Rhythm and Readability: Why Bubsy: Paws on Fire! is the Best Bit.Trip Runner

Rhythm Games are For Flow

Why do people play rhythm games?

I don’t speak for everyone, but based on the comments I could find online, I think a lot of people share my reason: Rhythm games let us lose ourselves in music, and that feels good.

Musicians will tell you: when things are going well, making music puts you in a euphoric state of complete absorption. You are no longer aware of your own self as a separate entity; you’re one with the music. An anonymous composer put it this way:

“You are in an ecstatic state to such a point that you feel as though you almost don’t exist. I have experienced this time and again. My hand seems devoid of myself, and I have nothing to do with what is happening. I just sit there watching it in a state of awe and wonderment. And [the music] just flows out of itself.”

This quote was provided by Mihaly Csikszentmihalyi in his TED talk on “flow”. Flow is a popular term in games analysis, but in case you haven’t come across it before, here’s a brief summary: “flow” is a term coined and popularized by Csikszentmihalyi to refer to a particular mental and emotional state of being “in the zone”. It’s a form of focus that allows for continual high-level performance without conscious thought. Researchers studying this state in musicians have described it as “effortless attention.”
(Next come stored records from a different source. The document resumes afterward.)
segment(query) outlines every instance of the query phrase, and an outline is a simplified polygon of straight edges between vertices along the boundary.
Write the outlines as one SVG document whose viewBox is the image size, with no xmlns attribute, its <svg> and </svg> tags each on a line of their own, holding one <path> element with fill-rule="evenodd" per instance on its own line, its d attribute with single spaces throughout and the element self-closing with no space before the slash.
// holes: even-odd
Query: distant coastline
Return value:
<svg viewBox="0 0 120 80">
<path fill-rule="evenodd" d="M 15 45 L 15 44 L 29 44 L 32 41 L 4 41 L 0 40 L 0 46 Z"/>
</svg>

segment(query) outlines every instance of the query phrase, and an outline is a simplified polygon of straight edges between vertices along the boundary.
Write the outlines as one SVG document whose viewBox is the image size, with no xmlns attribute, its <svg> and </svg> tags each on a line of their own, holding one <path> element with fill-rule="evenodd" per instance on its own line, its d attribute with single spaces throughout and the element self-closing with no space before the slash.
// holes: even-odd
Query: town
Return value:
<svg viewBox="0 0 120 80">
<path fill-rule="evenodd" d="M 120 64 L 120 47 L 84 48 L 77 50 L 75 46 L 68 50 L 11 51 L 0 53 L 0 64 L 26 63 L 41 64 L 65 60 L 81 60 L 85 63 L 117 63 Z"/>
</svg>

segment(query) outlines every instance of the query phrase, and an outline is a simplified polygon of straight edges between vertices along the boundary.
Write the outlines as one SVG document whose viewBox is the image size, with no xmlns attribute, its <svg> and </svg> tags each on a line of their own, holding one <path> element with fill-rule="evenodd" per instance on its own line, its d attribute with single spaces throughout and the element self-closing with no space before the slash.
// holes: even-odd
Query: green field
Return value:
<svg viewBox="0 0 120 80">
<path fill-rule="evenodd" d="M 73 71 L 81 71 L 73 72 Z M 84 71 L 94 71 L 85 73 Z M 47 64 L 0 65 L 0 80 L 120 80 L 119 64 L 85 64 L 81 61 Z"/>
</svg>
Flow feels great, but it generally requires a high level of skill. Learning to play a musical instrument well enough to enter a flow state takes a lot of effort, and many of us don’t want to or can’t afford to spend our limited time and energy on this. And for those of us in that position, rhythm games provide another way to achieve flow with a much lower barrier to entry.

Some games like Guitar Hero or Rock Band simulate the playing of actual instruments, allowing the player to also fantasize about being a real-life rock star. But this isn’t necessary for creating flow, and many rhythm games take a more abstract approach. As long as the player’s actions match the rhythm, the player can get lost in the music even if what they’re doing doesn’t look like any real-life musical activity.

After all, sheet music is already an abstract visual representation of music. Sight-reading sheet music is a matter of parsing visual cues and performing the right motions with the right timing on a musical instrument. It’s not that different from parsing on-screen visual cues and performing the right motions with the right timing on a game controller. The connection is easy to see in games like Rock Band where the cues resemble scrolling sheet music, but it’s still the same in other games like Hatsune Miku: Project DIVA Future Tone where the cues don’t look like any sheet music that could exist on paper. These cues may be abstract, but they still represent specific actions that must be taken at the right time.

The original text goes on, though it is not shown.